There are many experiments that do not need Cern's LHC
but could use older genration accelerators. There are many
interpretations of quantum mechanics that need to be studied.

Engineering wants to replace experimental physics with simulation
especially by quantum computers (that was Feynmann's orginal
proposal for quantum computing). Aaronson from U Texas
has papers arguing physics should be replaced by digital
simulation. Energy and Entrophy are coding theory in his
view.

The physicists who taught me were sceptial of formal mathematics in
physics. Physics mathematics was differential geometry in their
view. Now nearly all theoretical physics is formal mathematics such
as manifold topology and reality studied as space time curvature.

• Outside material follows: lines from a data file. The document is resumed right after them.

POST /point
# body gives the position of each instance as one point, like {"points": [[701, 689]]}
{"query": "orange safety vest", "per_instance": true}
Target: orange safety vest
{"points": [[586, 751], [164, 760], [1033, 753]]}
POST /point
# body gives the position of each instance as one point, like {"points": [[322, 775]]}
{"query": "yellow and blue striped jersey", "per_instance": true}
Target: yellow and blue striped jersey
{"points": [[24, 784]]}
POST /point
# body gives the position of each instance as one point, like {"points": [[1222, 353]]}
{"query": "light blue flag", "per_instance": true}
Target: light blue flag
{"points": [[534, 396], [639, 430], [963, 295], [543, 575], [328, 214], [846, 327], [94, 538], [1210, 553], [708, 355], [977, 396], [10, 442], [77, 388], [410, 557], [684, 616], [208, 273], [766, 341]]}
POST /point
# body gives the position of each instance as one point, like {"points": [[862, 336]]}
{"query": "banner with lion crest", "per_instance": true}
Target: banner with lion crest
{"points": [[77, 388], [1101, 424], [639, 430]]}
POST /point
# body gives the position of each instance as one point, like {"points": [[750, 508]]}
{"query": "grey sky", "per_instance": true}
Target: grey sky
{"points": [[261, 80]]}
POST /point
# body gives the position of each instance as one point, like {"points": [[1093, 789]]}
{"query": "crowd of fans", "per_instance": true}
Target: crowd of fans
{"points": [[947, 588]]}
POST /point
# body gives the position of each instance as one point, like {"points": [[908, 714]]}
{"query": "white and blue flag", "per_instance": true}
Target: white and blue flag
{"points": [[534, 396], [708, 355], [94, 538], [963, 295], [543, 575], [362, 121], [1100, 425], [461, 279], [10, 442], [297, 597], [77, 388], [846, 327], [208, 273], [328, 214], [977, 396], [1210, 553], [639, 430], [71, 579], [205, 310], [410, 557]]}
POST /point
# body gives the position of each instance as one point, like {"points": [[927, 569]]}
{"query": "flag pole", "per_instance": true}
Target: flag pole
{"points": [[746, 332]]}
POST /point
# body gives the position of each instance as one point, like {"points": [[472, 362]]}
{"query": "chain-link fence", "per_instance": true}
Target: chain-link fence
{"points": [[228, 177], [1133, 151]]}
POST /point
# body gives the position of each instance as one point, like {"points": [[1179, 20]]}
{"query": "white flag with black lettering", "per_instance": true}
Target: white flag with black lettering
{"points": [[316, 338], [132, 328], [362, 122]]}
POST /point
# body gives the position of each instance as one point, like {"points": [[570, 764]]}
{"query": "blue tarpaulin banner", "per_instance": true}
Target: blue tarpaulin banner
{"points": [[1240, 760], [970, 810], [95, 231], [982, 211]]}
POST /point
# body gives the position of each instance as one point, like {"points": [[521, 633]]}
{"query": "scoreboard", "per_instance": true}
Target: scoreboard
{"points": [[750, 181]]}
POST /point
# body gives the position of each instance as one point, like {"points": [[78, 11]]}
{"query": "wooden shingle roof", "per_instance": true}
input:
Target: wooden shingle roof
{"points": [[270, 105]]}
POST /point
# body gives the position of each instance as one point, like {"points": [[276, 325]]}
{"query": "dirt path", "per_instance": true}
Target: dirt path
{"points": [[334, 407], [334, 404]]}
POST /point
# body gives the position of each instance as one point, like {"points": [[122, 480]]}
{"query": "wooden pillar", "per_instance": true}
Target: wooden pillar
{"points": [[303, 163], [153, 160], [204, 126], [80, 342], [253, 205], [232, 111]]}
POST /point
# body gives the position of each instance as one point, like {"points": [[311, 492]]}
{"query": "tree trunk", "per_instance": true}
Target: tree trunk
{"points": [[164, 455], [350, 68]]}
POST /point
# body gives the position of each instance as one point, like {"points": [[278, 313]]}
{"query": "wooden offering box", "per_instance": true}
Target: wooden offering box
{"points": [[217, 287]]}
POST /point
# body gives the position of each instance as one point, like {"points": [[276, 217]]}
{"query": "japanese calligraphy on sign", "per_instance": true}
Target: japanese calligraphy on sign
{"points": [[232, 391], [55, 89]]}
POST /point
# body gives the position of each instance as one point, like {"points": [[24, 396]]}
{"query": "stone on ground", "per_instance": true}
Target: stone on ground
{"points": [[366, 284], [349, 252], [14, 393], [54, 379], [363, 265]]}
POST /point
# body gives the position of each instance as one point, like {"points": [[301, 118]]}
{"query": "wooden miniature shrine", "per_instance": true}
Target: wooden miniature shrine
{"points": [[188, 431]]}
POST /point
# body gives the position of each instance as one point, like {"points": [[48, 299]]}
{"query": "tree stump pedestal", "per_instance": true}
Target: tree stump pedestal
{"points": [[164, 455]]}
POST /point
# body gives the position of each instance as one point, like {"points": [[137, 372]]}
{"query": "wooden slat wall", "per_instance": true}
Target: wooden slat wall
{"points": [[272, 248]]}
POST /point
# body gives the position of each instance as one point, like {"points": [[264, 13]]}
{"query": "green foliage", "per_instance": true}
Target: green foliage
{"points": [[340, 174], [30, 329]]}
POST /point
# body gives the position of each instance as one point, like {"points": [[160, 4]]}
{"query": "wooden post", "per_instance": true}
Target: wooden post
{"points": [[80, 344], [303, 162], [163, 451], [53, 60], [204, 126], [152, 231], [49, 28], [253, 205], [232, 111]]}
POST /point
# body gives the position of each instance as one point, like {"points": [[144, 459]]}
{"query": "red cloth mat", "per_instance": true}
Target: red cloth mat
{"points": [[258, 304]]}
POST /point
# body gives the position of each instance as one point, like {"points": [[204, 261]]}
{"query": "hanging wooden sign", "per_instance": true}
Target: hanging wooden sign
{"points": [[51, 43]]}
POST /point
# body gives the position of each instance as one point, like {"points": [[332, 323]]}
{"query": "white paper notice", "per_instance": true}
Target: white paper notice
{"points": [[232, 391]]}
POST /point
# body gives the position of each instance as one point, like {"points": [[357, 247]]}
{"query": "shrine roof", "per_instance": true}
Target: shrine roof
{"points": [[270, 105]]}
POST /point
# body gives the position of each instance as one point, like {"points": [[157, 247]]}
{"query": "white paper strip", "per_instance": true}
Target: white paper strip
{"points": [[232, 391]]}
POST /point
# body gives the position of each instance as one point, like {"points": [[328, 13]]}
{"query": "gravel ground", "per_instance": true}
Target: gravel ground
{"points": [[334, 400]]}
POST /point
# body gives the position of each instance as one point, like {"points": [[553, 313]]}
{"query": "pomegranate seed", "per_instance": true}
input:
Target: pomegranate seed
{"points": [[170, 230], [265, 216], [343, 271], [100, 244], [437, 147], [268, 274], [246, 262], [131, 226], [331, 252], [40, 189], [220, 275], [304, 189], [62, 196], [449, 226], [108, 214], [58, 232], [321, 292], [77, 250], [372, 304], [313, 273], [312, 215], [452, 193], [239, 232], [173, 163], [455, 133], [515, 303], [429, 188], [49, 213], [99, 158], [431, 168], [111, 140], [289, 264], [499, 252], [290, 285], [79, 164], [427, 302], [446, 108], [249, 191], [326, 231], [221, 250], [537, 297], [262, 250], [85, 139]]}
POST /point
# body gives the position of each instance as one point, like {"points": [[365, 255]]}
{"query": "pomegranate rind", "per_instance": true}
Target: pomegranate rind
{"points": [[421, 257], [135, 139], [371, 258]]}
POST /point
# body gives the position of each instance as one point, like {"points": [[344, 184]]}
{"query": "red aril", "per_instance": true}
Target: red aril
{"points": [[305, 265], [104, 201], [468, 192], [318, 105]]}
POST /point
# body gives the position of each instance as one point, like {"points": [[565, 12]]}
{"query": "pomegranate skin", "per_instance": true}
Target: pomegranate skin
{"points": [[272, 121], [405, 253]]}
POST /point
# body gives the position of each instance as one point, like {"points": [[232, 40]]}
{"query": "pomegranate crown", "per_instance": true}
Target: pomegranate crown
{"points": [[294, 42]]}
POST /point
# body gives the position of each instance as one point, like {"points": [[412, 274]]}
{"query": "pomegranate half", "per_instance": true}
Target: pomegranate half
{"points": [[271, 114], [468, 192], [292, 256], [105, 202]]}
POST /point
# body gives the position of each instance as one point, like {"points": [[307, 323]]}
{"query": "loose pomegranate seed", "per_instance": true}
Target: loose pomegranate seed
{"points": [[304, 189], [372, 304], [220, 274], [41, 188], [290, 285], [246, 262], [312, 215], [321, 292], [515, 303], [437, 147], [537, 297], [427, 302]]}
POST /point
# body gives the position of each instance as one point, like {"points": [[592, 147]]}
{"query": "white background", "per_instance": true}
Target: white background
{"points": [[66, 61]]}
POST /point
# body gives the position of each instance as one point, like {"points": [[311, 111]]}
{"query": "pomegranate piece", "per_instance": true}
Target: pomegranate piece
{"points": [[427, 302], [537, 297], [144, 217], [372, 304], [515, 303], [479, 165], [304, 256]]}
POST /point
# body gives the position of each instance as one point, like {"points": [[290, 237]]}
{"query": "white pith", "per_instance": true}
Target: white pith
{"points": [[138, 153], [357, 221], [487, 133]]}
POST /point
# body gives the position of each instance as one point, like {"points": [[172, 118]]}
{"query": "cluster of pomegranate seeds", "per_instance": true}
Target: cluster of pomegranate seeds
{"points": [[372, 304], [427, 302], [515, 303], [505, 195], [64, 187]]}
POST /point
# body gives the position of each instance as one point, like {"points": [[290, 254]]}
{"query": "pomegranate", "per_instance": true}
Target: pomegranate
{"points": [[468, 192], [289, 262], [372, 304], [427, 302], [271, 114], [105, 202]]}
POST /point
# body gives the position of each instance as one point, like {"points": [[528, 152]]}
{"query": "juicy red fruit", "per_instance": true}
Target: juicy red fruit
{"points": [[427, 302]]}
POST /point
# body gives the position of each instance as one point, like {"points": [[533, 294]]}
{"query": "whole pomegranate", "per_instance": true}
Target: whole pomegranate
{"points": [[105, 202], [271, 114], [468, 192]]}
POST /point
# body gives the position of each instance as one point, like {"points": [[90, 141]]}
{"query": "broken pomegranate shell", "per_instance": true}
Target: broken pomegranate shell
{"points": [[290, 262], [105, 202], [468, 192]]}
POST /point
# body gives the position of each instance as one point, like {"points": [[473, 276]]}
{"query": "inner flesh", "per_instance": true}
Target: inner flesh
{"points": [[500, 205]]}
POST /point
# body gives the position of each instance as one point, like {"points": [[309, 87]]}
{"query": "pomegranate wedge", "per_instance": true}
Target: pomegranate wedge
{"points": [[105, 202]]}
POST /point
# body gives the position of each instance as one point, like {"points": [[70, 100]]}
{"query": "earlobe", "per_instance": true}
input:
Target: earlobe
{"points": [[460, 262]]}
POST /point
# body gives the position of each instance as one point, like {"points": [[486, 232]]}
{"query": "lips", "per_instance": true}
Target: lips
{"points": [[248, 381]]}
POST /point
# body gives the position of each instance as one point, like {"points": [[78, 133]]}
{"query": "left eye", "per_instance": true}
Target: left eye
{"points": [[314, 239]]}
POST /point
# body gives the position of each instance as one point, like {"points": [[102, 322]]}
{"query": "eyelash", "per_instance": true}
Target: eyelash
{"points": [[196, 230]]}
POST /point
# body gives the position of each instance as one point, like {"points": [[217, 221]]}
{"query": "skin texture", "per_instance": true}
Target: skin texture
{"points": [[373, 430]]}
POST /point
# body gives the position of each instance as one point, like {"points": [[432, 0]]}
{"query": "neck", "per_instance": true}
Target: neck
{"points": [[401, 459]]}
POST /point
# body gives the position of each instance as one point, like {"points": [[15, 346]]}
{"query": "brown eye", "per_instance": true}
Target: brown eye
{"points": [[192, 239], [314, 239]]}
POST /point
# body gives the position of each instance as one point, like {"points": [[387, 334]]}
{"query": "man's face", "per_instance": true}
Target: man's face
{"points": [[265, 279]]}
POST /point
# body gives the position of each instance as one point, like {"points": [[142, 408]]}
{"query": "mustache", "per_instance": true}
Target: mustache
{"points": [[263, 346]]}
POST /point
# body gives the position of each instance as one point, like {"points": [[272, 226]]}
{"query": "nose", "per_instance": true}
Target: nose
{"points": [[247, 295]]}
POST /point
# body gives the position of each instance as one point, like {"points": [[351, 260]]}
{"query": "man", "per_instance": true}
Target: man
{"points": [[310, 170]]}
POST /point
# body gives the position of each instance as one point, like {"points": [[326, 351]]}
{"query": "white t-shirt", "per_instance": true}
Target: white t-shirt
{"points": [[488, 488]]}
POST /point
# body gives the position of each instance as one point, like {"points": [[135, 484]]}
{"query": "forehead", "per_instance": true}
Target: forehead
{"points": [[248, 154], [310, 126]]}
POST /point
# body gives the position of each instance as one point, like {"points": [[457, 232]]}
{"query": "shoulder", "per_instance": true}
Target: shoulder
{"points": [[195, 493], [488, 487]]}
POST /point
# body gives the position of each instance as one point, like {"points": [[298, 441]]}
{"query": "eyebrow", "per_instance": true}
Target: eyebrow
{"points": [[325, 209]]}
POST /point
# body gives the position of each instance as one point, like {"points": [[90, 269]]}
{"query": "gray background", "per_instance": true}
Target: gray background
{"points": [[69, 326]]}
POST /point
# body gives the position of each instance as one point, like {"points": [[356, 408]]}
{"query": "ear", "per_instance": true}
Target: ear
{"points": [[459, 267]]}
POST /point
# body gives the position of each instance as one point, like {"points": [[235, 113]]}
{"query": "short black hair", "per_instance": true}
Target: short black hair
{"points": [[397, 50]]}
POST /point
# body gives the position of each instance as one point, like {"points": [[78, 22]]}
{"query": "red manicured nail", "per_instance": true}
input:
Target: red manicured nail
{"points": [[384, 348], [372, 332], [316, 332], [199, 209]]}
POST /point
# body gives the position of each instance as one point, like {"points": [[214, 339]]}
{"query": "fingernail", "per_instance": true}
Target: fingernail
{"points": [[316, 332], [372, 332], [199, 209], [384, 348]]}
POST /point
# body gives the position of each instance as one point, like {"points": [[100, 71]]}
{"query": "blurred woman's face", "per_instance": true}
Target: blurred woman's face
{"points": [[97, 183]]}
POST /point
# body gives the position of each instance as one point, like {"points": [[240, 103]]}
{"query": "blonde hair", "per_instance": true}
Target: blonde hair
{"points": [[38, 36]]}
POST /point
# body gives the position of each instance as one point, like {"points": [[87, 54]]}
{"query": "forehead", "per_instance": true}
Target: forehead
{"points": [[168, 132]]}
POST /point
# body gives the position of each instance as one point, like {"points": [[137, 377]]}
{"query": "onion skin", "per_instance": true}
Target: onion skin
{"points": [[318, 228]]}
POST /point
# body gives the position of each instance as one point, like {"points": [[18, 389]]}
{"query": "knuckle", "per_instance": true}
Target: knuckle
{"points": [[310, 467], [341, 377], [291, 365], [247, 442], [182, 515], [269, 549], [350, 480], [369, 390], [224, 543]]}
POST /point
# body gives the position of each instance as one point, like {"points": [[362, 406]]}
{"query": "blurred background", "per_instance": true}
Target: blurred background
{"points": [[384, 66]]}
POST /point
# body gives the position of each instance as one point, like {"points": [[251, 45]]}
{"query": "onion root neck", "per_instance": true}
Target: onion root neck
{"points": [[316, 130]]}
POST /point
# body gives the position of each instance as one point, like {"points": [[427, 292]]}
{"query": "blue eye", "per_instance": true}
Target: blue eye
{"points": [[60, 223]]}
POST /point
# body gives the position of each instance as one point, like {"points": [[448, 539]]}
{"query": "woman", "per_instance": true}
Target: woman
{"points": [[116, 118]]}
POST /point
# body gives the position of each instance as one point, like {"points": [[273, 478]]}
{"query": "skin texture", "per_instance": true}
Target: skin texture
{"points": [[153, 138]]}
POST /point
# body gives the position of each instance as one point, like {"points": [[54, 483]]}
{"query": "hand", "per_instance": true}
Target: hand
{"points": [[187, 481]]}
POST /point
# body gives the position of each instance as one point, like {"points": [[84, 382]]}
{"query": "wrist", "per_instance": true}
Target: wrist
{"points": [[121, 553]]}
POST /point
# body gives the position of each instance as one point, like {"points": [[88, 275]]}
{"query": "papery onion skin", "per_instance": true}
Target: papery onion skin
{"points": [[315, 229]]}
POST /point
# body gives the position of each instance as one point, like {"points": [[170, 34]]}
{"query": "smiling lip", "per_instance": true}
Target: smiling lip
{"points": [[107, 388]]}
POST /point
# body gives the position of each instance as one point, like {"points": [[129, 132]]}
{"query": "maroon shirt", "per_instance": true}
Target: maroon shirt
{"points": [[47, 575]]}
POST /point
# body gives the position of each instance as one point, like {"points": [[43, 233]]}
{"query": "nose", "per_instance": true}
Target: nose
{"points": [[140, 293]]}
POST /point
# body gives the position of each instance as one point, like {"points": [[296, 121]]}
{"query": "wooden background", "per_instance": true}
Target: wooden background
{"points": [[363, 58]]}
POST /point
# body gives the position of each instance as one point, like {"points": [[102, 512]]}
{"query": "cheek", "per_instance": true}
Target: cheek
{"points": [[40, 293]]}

The point I was trying to make is that the US won't be able to
compete in semiconductors just by cutting costs. We need
basic research of the Bell labs type. I bet is someone
asked Nobel Prize winner and critic of AI Roger Penrose for
ibasic research ideas to improve semiconductor soldid state
physics and fab processes, he would have ideas.
 
I thought of an example of need for basic research in
semiconductor area. Circuit simulation is still performed
using ancient Spice. It goes back to the late 1960s and
1970s when solid state physics was an important theoretical
reseach area. It is still always used. Research is needed
to develop better ways to simulate circuits. I see the problem
as the cartelization of the US high tech industry.